Я тихонько вошел в вагон. Меня не заметили. Там было накурено. Председатель Чека был там, комиссар и еще много народу. Было полутемно и глухо, как в каземате. Люди в вагоне были взволнованы. Броневая толща, надетая на вагон, давила и успокаивала их. Говорил очень худой человек в кожаных штанах и коротком тулупчике.

– Я, как командир бронепоезда, – говорил он, – заявляю, что бойцы, орудия и боеприпасы в полной мере готовы. Задерживает ремонт паровоза. За железнодорожниками – вот за кем дело стало.

– Ну что же, – сказал председатель Чека, – в таком разе обсуждать нечего. Подождем, что железнодорожники скажут. Сейчас Робилко явится, расскажет… Спать вот только клонит.

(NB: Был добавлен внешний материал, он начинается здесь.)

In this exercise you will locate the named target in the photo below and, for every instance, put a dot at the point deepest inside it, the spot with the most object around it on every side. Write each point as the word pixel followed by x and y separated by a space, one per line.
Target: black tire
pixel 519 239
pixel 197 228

Я четыре ночи не рассупонивался…

– А если нет? Точка! – сказал комиссар и яростно задымил, с остервенением стряхивая пепел на стол.

– Слушай, друг, – обратился к нему командир бронепоезда, – соблюдай боевую гигиену и не сори. У меня тут чистота и порядок. Пепельницу, видишь, специально приспособил. Ребята где-то выменяли… Диковинная вещица. Тряхай туда, И он подвинул к комиссару едва различимую в по-лумраке странную на вид пепельницу. Комиссар зло ткнул окурок в ее отверстие.

– Удар их назначен на завтра, – сказал комиссар. – Если броневик не заслонит, то нашим зайдут в тыл. Дело в паровозе. А если нет? – повторил он.

– А если нет, – сказал председатель Чека, – так я сам поеду туда. Покалякаю. Я за рабочую братву не опасаюсь. Не выдадут. Свои. Вот мастера, техники… Ну, если саботаж, так у меня разговор будет короткий.

И он встал. Он тяжело прошелся по вагону, упорный, беспощадный, совсем не такой, как тогда был в Чека, когда хохотал над швамбранской историей. И комиссар здесь был совсем новый, иной, чем обычно. Он и говорил проще, почти без «точек и ша», хорошо, ладно говорил. Он был среди своих, до конца своих. Он был в деле, в своем деле. Огромная забота стискивала его сердце и челюсти. Впервые застиг я революцию в ее рабочей, деловой маете. Впервые вот так, в упор, вплотную, разглядел я ее не с швамбранских вершин и не из домашней подворотни. И дело этих по-новому увиденных людей показалось мне трудным, опасным, но единственным настоящим делом.

Робилко ворвался в вагон. Я знал машиниста Робилко. Он в февральские дни семнадцатого года помогал нам, гимназистам, свергнуть директора. Робилко ворвался в вагон. Все вскочили.

– Ну?! – закричали все.

– Рабочие-железнодорожники, – сказал Робилко, – велели вернуть вам ваше воззвание. Оно не нужно им, говорят они. Они, говорят, наизусть помнят, что для них такое есть революция… И свою пролетарскую обязанность в смысле ремонта паровоза заверяют выполнить, хоть и не спамши, завтра к утру…

Бронепоезд уходил днем. Играл оркестр железнодорожников. Комиссар сказал речь. Паровоз рявкнул. Потом рванул.

В эту минуту сквозь бойницу среднего вагона высунулась чья-то рука. Она держала вчерашнюю диковинную пепельницу и вытряхивала ее. Бронепоезд уходил.